Una de las cosas que más me gusta de ‘La forma del agua’, la nueva película de Guillermo del Toro no es su historia, ni cómo subvierte las convenciones de los cuentos de hadas y de las películas de monstruos, sino la intención por la que lo hace y el mensaje que envía en una época como la nuestra.
Así como muchos autores usan la ciencia ficción para reflexionar sobre lo que significa realmente ser humano a través de situaciones límite, del Toro usa una historia de amor —en este caso entre una chica de la limpieza y un «monstruo» humanoide — para ponernos también en una situación límite y hablar sobre las personas «diferentes».
En ese sentido, más que un cuento de hadas para gente adulta, La forma del agua es realmente una película sobre marginados, y justo ahí está su verdadera magia.

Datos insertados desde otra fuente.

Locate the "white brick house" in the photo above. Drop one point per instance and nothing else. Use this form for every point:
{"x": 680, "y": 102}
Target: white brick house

Encuentros en los márgenes
Si algo tienen en común los personajes creados por Guillermo del Toro y Vanessa Taylor para La forma del agua es que todos están buscando su lugar en el mundo.
Elisa, la protagonista, es una mujer que perdió la voz en su infancia y que trabaja como aseadora en un laboratorio secreto del gobierno americano durante la guerra fría. Su vecino y amigo, Giles, es un artista gay que lucha por mantenerse vigente en un mundo donde la fotografía está dejando relegada a la ilustración publicitaria. Zelda, su compañera de trabajo, es una mujer afroamericana víctima del racismo y la misoginia. Incluso el coronel Richard Strickland, el «villano», es un hombre infeliz que lo único que quiere es mostrar su valía.
Todos, a su modo, son personas que viven en un lugar y un tiempo al que no pertenecen. Algunos por sus ambiciones, otros porque no encajan en la época que les tocó y otros simplemente porque son diferentes y viven al margen de lo que se considera el común de la sociedad.
Lo interesante de esto, sin embargo, es que el monstruo, un humanoide anfibio en todo sentido, es un personaje que existe para romper los márgenes a conciencia.
De monstruos y pares
Dice la Universidad de Cambridge que la etimología de la palabra monstruo demuestra el rol complejo que siempre han jugado estos seres en la sociedad. Monstruo deriva del latín monstrare que significa ‘mostrar’ y de monere que significa ‘advertir’. Los monstruos, explican en Cambridge, son ante todo demostrativos. «Revelan, presagian, muestran y evidencian cosas, a menudo de forma incómoda».
Lo mismo pasa con el monstruo que creó del Toro para La forma del agua. Su rol en la película no es ser el interés romántico de Elisa, sino demostrar nuestra falta de empatía con todo aquello que no terminamos de comprender, sea o no humano.
De esa idea nace uno de los momentos más importantes de la película, el diálogo de Elisa con Giles cuando él se niega a ayudarla en su intento de rescatar a la criatura anfibia:
La forma en que él me mira. No sabe lo que me hace falta… O por qué estoy incompleta. Él simplemente me ve por lo que soy. Como soy. Y es feliz de verme, todo el tiempo. Todos los días.
Elisa encuentra a su par en un monstruo porque es el único que no la juzga por no tener voz, el único que no la hace sentir menos por ser muda.
Es un mensaje contundente.
Por un lado del Toro nos muestra que el amor —como el agua— no tiene límites y, por el otro, nos habla de lo enferma que está una sociedad incapaz de amar, comprender e integrar a los «otros».
En un mundo donde cada vez hay más parias, lo que hace del Toro es invitarnos a abrazar a nuestros monstruos, los que llevamos por dentro, los que creamos a diario o los que están desde siempre y jamás nos sentamos a observar.
Y es que aceptar su existencia, es también aceptar las cosas que cada uno de ellos revela.